Minutes after the television exploded, my mother emerged out of the doorway of the house, clutching what she could: the photo albums, her jewelry box, a paperback with an illegible spine, and a pair of bronze-plated baby shoes. She was panting wildly, strands of cement-colored hair clinging to the sweat on her forehead. She could barely hold her head up to look at my father, who was rushing back from the Cooper's house next door.
"You went back in," he said. "Why did you go back in?"
"My God," said my mother, wiping the hair off her face with a shaky palm, "I need to sit down." But she remained standing, swaying. The northeast corner of the house radiated with flames. One of the bedroom windows was broken, the curtains behind it ablaze.
"Marianne?" he was asking her. "Marianne, are you okay?" But before she could answer, their neighbor, Mrs.

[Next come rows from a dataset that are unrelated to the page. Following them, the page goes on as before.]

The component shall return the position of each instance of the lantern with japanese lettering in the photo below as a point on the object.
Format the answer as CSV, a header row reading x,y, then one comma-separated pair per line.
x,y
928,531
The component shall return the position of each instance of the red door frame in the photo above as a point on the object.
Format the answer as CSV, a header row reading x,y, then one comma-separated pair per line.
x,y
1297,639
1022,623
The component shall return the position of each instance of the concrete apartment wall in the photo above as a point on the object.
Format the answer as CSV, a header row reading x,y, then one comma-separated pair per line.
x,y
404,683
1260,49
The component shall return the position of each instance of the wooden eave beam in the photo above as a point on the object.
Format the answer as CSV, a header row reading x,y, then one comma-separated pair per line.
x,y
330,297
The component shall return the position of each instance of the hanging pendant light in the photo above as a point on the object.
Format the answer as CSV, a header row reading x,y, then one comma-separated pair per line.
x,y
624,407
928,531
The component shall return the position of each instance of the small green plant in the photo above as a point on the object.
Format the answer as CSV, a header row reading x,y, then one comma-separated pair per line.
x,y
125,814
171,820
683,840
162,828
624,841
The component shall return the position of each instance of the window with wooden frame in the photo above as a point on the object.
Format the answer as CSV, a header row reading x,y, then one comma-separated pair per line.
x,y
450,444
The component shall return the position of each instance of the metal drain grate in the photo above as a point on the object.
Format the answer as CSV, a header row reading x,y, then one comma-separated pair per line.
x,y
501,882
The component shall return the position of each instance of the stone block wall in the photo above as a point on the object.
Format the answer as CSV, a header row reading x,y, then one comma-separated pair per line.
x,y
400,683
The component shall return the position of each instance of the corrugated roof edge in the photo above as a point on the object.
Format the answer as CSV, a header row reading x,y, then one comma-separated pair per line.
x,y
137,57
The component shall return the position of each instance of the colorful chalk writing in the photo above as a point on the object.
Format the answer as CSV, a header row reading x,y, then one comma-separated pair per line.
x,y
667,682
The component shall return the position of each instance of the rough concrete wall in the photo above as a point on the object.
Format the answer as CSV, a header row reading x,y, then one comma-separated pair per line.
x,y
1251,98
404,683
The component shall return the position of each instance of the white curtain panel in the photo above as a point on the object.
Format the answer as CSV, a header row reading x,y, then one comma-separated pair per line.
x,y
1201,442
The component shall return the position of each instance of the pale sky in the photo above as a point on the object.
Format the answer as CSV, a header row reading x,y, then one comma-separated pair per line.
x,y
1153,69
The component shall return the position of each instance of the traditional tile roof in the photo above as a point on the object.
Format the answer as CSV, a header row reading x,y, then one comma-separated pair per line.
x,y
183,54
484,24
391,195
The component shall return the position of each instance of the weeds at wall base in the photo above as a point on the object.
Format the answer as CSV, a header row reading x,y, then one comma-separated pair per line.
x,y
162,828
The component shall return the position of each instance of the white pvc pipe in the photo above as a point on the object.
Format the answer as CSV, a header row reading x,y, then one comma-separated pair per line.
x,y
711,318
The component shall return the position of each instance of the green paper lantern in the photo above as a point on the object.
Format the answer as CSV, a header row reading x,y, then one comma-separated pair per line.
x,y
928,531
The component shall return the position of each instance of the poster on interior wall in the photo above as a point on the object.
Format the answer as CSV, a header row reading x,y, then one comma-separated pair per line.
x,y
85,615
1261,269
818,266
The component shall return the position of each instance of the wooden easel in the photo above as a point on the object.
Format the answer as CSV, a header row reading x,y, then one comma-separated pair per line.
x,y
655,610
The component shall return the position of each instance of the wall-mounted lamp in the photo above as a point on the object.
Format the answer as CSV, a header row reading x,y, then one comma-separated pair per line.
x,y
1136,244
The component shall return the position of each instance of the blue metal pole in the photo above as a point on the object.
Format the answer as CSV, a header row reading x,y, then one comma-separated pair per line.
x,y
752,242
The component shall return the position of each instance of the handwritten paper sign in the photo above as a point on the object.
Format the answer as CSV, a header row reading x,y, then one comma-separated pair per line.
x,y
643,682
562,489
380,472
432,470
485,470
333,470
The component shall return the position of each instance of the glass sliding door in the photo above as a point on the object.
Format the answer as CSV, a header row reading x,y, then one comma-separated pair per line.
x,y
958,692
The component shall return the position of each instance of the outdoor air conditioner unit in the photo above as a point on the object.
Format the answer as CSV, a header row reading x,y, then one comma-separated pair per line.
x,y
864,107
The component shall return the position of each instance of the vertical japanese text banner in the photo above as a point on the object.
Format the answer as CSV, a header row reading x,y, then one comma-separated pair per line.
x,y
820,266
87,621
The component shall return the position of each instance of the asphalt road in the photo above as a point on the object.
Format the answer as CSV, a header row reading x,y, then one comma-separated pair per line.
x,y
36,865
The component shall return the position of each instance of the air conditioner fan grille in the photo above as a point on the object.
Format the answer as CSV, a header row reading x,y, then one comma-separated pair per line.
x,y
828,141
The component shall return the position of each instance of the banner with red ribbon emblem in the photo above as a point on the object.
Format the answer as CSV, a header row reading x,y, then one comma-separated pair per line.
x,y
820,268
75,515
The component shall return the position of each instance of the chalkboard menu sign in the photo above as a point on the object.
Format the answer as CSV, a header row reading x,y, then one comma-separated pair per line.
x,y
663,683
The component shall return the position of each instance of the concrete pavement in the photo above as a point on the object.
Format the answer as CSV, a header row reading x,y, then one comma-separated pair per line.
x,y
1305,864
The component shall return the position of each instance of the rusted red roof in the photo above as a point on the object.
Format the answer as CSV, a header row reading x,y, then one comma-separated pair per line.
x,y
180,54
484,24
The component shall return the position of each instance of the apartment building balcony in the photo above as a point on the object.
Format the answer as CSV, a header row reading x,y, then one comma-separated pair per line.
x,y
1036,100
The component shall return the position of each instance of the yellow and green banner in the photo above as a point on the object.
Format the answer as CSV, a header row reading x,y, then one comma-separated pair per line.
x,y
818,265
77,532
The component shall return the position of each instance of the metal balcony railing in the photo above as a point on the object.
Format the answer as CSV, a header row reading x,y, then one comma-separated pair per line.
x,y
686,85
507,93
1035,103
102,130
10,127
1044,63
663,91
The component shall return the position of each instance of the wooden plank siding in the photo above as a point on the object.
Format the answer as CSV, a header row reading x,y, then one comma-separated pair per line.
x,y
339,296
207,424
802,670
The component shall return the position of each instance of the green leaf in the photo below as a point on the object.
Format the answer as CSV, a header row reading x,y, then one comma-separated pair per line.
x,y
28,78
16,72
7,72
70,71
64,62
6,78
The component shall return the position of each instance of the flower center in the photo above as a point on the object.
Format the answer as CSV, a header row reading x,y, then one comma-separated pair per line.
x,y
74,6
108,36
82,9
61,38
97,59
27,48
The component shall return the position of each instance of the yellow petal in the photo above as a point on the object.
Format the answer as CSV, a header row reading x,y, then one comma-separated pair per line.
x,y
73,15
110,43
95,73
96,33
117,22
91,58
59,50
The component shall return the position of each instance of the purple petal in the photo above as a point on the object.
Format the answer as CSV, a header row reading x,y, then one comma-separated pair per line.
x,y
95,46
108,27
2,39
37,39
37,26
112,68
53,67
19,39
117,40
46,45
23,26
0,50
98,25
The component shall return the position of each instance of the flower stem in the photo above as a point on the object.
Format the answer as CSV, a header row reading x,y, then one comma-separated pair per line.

Cooper, was at her side, in her robe and slippers. She held a cool washcloth in one hand and a highball glass in the other. Mrs. Cooper hesitated, then set her cocktail on the sidewalk, pressing the towel into my mother’s hands. Everything that my mother had carried out of the house was now arranged on the lawn, circled around her like children.
"Look at that," Mrs. Cooper said. She bent down, not bothering to adjust her robe. She picked up the bronze-plated baby shoes.
"Those were Eleanor's," my mother said. Me, that tiny, if you could imagine it.
"Oh?" asked Mrs. Cooper. She started to say more, but then the whine of the fire engines echoed from down the dark street, and the three of them turned to watch, waiting, just waiting, for them to come.